山形市が市中心部で調査した2023年の歩行者通行量は、現行の方式で記録を取り始めてから最多となったことが分かった。近年は新型コロナウイルス禍や旧大沼山形本店の閉店で落ち込んでいたが、回復の兆しが出てきたとみられる。創造都市の発信・交流拠点「やまがたクリエイティブシティセンターQ1」など、さまざまな施設整備が効果を発揮している模様だ。
市が08年に中心市街地活性化基本計画を策定して以降、毎年秋に2日間、JR山形駅や七日町周辺など計10地点で計測している。調査時間は午前9時~午後5時で、23年は10月7日と28日に実施した。この2日間の平均は2万4572人と過去最多で、コロナ禍前に続いていた2万人台の水準にも戻った。
10地点のうち8地点で前年を上回り、最も通行量が多かったのはアズ七日町で76%増の4861人だった。建物内にある市立図書館中央分館と中央公民館の改修工事が9月に完了し、高校生ら若い世代が滞在しやすい空間に生まれ変わったことが大きいとみられる。
大丸屋商店(本町1丁目)では前年比36%増の1944人だった。近くには22年にオープンしたQ1があり、来館者は23年5月に10万人を突破している。
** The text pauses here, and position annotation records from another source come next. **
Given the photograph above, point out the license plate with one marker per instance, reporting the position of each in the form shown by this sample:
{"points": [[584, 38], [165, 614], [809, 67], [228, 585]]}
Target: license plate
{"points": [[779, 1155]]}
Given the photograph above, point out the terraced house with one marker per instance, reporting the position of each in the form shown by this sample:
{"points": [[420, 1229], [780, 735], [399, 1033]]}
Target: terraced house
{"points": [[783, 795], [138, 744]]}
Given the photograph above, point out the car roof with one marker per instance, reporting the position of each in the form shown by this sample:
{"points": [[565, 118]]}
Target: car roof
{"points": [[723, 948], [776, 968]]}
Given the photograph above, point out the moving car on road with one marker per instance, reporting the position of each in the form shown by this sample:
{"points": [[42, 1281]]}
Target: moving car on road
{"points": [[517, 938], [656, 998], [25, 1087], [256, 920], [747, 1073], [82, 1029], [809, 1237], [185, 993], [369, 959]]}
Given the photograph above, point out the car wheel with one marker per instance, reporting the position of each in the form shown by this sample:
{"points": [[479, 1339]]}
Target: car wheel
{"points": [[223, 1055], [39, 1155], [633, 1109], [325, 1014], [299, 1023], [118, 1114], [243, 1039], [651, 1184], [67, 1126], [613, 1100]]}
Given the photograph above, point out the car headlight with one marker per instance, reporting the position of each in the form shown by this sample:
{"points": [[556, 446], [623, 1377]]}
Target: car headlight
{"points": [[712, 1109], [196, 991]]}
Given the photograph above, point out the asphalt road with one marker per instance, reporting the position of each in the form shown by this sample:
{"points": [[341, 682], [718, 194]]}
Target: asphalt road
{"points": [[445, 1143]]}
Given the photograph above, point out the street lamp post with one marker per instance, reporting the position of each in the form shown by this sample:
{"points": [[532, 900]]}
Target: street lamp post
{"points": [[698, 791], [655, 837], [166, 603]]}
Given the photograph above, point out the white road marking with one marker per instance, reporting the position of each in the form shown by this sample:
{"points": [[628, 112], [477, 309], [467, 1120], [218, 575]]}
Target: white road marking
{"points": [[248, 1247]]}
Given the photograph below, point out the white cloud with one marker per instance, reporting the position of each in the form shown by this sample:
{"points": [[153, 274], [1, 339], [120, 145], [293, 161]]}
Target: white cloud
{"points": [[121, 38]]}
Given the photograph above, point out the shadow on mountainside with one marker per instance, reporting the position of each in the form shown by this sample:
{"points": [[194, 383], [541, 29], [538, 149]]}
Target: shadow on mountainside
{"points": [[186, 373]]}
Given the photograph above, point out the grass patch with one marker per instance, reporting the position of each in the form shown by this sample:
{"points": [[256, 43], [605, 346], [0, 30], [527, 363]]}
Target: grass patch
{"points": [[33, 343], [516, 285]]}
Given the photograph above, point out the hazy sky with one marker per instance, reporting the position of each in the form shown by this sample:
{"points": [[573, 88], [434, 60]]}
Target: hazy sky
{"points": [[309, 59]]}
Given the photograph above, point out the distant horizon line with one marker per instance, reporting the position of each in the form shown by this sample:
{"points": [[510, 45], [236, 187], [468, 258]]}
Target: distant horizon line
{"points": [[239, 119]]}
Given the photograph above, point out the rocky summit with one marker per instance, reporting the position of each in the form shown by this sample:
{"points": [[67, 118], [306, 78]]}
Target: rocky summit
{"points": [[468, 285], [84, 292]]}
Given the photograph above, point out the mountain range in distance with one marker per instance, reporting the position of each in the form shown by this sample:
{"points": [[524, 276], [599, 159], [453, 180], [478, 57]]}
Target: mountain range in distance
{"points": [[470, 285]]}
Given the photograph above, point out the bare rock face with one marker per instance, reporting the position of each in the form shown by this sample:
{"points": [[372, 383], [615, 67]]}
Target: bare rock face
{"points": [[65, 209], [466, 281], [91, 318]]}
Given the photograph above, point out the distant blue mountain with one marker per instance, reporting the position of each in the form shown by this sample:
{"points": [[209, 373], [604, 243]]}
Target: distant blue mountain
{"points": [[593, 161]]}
カフェやレンタルスペースなどを備え、人を呼び込む施設の存在が街歩きをする人の増加にも寄与しているようだ。
一方で観光複合施設「山形まるごと館 紅の蔵」は前年比21%減の711人と伸び悩んだ。立地的にJR山形駅周辺と七日町を行き来する際の“中間地点”に当たる。市ブランド戦略課は「行き先が『山形駅前』『七日町』と限られてしまわないように、回遊性を高める取り組みを推進したい」としている。